Everyone seems to agree that brutal dictators and despotic rulers deserve scorn and worse. But why have historians been so willing to overlook the despotic actions of the United States' own presidents? You can scour libraries from one end to the other and encounter precious few criticisms of America's worst despots.
The founders imagined that the president would be a collegial leader with precious little power who constantly faced the threat of impeachment. Today, however, the president orders thousands of young men and women to danger and death in foreign lands, rubber stamps regulations that throw enterprises into upheaval, controls the composition of the powerful Federal Reserve, and manages the priorities millions of swarms of bureaucrats that vex the citizenry in every way.
It is not too much of a stretch to say that the president embodies the Leviathan state as we know it. Or, more precisely, it is not an individual president so much as the very institution of the presidency that has been the major impediment of liberty. The presidency as the founders imagined it has been displaced by democratically ratified serial despotism. And, for that reason, it must be stopped.
Every American president seems to strive to make the historians' A-list by doing big and dramatic things—wars, occupations, massive programs, tyrannies large and small—in hopes of being considered among the "greats" such as Lincoln, Wilson, and FDR. They always imagine themselves as honored by future generations: the worse their crimes, the more the accolades.
Well, the free ride ends with Reassessing the Presidency: The Rise of the Executive State and the Decline of Freedom, edited by John Denson.
This remarkable volume (825 pages including index and bibliography) is the first full-scale revision of the official history of the U.S. executive state. It traces the progression of power exercised by American presidents from the early American Republic up to the eventual reality of the power-hungry Caesars which later appear as president in American history. Contributors examine the usual judgments of the historical profession to show the ugly side of supposed presidential greatness.
The mission inherent in this undertaking is to determine how the presidency degenerated into the office of American Caesar. Did the character of the man who held the office corrupt it, or did the power of the office, as it evolved, corrupt the man? Or was it a combination of the two? Was there too much latent power in the original creation of the office as the Anti-Federalists claimed? Or was the power externally created and added to the position by corrupt or misguided men?

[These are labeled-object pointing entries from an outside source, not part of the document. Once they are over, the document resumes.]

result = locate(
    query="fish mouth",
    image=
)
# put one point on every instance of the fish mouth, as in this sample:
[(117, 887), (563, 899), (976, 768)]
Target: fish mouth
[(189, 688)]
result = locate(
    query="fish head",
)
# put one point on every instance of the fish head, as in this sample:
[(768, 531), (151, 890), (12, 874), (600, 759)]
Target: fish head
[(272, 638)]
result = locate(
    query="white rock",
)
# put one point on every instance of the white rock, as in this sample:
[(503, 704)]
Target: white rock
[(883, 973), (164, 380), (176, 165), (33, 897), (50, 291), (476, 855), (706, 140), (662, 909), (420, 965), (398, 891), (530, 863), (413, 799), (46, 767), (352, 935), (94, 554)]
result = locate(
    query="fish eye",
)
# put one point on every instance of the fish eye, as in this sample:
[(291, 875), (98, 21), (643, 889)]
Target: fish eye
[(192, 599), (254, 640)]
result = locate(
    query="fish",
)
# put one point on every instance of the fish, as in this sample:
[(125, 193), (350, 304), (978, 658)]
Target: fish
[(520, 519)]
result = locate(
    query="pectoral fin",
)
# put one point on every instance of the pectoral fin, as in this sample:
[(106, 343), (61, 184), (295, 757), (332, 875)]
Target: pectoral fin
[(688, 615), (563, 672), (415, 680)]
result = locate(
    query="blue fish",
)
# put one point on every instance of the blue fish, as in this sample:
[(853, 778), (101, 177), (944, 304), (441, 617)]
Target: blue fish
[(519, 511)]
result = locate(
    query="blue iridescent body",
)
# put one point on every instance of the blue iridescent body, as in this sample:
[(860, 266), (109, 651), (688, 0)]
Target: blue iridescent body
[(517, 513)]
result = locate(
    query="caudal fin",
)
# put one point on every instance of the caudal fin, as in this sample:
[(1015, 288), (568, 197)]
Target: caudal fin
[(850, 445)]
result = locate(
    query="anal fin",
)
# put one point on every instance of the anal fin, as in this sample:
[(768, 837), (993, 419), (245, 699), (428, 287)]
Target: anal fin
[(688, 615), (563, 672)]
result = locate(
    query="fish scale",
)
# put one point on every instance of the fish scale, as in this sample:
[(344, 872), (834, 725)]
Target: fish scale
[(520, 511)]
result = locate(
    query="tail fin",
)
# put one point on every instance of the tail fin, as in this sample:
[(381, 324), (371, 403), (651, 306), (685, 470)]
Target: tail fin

There's never been a better guide to everything awful about American presidents. No, you won't get the civics text approach of see no evil. Essay after essay details depredations that will shock you, and wonder how American liberty could have ever survived in light of the rule of these people.
Contributors include George Bittlingmayer, John V. Denson, Marshall L. DeRosa, Thomas J. DiLorenzo, Lowell Gallaway, Richard M. Gamble, David Gordon, Paul Gottfried, Randall G. Holcombe, Hans-Hermann Hoppe, Jeffrey Rogers Hummel, Michael Levin, Yuri N. Maltsev, William Marina, Ralph Raico, Joseph Salerno, Barry Simpson, Joseph Stromberg, H. Arthur Scott Trask, Richard Vedder, and Clyde Wilson.